# Total suspension and Brake upgrade



## Akhuntr (Oct 9, 2016)

I have a 68 GTO that I will be rebuilding. I will be doing a frame off job, so what better time to do the suspension and brake work. I don't want to go back stock and the car will be used as a daily driver/weekend cruzer. I've been looking at the Global West Kits and was wondering if anyone has used any of their products in the past and how they like/disliked them. Also, any other products information would be greatly appreciated. I want to do the front and back and also convert to coil over as well as disc brakes all the way around.

Thanks in advance for any help.

Dean


----------



## PontiacJim (Dec 29, 2012)

*MY OPINION* - as I am no suspension expert nor have used coil overs.

Looks as good as any but not inexpensive. You most likely want to use the front upper & lower tubular A-arms to go with the front coil overs as these have the added strength where the bottom of the coil over bolts up as opposed to your factory A-arms which are really not designed for any kind of load bearing pressure - even though you are still using a "coil" spring in conjunction with the coil over shock. I also believe the tubular A-arms are altered to provide better geometry for handling purposes.

Looks to be well engineered, but you will have to do some welding and the rear sway bar is mounted to the back and attaches to the rear frame which doesn't put your lower control arms in a bind (engineered my own version of this on my build because the Ford 9" did not allow for the use of the stock Pontiac rear sway bar).

There are other brands which use a tubular crossmember at the rear that has to be welded in so as to mount the connecting points for the rear coil overs. Global seems to have solved this in keeping the rear coil overs in where the stock spring goes along with additional bracing/supports to cover this.

You will most likely want to go with the adjustable/pivoting upper control arms. You want to "dial-in" the pinion angle and the factory non-adjustable upper control arms could pose a problem when going to the coil over system should it change any of the factory geometry at the axle. 

*Spohn* has a much cheaper rear coil over version and is pretty straight forward in how it bolts up EXCEPT it bolts up at the top where your shocks normally would and this is too weak an area to use for this purpose - my opinion. Chevelle Rear Coil Over | A-Body Rear Coil Over | QA1 | 736-A-QSA However, if you don't mind doing some bracing/welding to shore up this area, seeing you are doing frame off, it could be used. I braced up this area on my frame by fitting a few braces and welding it in. Not much holding that spring pocket to the main frame rail and seeing the rear shock is further back, I would be afraid of twisting/pulling out/fatigue cracking the metal.

Pictures show what I did to reinforce my shock mounts, but I think I would do a bit more if I were to use a coil over. You would still have to use a coil over set-up up front keeping in mind that the tubular set-up might be best as opposed to trying to beef up the lower control arm pockets -but it could be done if needed.

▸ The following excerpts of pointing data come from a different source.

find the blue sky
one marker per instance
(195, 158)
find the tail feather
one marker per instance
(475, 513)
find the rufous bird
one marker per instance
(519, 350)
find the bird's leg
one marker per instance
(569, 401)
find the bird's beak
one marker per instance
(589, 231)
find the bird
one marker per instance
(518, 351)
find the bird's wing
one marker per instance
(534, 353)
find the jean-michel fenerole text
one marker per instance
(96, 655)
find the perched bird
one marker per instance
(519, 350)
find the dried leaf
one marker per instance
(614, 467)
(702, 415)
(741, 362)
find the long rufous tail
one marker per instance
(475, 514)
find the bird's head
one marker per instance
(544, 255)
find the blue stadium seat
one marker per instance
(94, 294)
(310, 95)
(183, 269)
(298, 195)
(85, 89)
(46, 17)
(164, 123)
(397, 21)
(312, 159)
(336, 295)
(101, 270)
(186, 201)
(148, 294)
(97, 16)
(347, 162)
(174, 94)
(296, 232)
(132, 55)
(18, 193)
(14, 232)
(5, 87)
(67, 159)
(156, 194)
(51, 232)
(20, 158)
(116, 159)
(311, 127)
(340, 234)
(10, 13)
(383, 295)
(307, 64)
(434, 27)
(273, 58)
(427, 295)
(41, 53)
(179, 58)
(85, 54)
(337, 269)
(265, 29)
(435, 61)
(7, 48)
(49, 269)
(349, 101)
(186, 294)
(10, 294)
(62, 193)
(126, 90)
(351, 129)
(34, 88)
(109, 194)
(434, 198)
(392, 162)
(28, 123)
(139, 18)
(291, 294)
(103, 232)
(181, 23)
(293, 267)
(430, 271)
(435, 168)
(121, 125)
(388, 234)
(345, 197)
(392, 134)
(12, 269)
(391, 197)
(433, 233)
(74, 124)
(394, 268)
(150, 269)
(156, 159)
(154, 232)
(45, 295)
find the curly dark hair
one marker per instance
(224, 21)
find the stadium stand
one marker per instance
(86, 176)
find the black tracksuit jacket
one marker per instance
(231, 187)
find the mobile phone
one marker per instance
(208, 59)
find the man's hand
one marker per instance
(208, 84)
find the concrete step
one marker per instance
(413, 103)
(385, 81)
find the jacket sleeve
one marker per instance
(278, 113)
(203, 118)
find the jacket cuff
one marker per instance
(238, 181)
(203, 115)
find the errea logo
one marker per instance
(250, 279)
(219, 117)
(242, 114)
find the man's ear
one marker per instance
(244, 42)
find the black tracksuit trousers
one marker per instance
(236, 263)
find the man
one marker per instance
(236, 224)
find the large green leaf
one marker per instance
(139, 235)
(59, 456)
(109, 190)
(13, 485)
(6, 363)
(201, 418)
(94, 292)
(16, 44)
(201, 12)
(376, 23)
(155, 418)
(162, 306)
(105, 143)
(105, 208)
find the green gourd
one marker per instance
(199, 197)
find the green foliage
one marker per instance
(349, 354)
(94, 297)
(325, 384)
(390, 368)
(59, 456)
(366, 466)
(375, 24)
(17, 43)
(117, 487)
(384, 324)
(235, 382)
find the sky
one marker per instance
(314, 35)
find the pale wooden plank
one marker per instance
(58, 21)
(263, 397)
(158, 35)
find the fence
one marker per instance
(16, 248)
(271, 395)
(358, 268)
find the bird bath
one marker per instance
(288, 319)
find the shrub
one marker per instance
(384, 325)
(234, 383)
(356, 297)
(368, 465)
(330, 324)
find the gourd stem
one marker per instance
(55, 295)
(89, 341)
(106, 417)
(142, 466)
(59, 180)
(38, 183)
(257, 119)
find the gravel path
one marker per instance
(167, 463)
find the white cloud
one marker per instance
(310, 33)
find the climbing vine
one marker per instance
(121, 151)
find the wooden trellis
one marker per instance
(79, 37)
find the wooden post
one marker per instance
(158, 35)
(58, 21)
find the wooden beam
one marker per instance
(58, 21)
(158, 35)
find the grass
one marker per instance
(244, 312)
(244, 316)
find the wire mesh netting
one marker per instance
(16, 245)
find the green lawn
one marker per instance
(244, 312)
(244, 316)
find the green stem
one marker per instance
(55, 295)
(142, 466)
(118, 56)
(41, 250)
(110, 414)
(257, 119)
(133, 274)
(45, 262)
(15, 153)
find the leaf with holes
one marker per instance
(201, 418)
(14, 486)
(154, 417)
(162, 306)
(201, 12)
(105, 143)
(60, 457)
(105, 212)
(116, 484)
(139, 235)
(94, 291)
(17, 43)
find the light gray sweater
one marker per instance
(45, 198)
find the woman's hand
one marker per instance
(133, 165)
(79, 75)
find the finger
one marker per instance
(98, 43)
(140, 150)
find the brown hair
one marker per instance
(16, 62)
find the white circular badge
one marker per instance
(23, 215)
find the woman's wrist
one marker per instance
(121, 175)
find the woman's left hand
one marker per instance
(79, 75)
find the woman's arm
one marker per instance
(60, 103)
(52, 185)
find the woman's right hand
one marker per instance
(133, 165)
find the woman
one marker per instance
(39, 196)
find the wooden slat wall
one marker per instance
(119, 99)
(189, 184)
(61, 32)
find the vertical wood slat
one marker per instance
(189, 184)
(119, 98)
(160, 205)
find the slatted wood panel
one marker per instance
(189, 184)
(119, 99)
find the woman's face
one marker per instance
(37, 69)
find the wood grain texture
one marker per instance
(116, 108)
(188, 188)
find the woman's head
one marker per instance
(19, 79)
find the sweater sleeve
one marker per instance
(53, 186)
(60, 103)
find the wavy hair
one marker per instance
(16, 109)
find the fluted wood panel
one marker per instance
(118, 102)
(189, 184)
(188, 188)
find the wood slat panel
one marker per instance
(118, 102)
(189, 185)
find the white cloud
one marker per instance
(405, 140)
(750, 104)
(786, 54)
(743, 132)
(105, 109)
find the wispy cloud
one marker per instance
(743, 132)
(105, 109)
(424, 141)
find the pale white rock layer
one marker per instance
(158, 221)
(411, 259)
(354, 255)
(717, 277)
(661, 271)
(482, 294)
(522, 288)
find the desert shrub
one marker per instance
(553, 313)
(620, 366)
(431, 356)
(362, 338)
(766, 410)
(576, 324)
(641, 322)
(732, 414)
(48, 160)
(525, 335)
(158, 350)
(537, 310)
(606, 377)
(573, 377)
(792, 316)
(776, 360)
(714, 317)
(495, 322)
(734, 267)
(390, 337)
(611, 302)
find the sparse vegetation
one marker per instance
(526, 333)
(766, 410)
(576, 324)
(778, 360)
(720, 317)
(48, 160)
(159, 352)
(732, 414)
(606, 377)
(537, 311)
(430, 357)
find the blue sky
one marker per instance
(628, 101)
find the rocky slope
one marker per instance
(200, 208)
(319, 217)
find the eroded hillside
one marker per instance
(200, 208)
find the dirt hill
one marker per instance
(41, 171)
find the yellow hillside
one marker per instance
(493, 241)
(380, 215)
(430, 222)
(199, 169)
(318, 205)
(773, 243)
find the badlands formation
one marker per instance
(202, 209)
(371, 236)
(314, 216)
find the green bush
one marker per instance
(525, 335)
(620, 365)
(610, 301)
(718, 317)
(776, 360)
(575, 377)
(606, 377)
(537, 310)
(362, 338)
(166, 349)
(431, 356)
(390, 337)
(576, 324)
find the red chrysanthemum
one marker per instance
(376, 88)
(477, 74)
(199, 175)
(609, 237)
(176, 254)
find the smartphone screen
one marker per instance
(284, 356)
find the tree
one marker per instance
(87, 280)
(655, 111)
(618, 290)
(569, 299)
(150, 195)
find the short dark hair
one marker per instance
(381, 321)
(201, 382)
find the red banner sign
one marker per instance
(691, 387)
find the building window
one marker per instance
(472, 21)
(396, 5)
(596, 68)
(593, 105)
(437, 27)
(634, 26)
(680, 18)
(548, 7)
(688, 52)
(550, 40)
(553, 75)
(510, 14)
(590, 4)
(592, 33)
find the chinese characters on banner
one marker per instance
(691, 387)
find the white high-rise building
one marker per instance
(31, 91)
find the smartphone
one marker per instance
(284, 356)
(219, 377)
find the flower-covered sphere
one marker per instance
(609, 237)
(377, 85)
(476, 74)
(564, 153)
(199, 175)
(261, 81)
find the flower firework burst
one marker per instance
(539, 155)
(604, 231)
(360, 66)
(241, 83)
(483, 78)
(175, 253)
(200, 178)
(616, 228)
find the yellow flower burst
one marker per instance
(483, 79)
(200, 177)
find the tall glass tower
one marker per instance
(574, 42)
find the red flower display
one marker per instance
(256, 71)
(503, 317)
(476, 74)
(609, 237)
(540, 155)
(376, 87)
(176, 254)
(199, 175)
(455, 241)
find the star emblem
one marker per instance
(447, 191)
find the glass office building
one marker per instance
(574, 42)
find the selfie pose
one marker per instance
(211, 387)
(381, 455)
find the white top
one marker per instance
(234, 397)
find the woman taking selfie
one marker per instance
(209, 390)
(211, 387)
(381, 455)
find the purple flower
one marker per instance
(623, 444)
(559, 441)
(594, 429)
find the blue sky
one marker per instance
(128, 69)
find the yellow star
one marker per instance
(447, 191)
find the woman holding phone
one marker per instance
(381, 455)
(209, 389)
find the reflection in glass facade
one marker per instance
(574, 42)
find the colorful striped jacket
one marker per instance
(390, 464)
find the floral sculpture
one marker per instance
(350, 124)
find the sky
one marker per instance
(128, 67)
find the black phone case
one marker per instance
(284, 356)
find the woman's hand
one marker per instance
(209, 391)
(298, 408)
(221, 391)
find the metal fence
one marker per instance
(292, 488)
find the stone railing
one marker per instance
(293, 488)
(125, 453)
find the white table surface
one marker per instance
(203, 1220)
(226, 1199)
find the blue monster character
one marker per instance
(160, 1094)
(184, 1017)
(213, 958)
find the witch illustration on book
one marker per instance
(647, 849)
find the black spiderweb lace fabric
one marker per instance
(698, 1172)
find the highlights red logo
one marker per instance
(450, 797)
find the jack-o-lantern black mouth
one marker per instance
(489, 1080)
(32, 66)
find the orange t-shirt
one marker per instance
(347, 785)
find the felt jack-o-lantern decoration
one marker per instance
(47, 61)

The advantage of the Spohn set-up would be that you could use stock boxed type lower control arms (or tubular if you so chose) fitted for the factory rear sway bar. Probably would not need the adjustable upper control arms as pinion angle geometry should not really change any - but it would still be a good option to consider.

Others may chime in with their opinion or experiences, but just do your research and even hunt around in some of the Chevelle A-body forums for ideas/opinions. :thumbsup:


----------



## Akhuntr (Oct 9, 2016)

Thanks Jim,
I appreciate the input. I'll be back in your area sometime around the first of May. We'll have to get together.

Dean


----------



## PontiacJim (Dec 29, 2012)

Akhuntr said:


> Thanks Jim,
> I appreciate the input. I'll be back in your area sometime around the first of May. We'll have to get together.
> 
> Dean


Look forward to it.


----------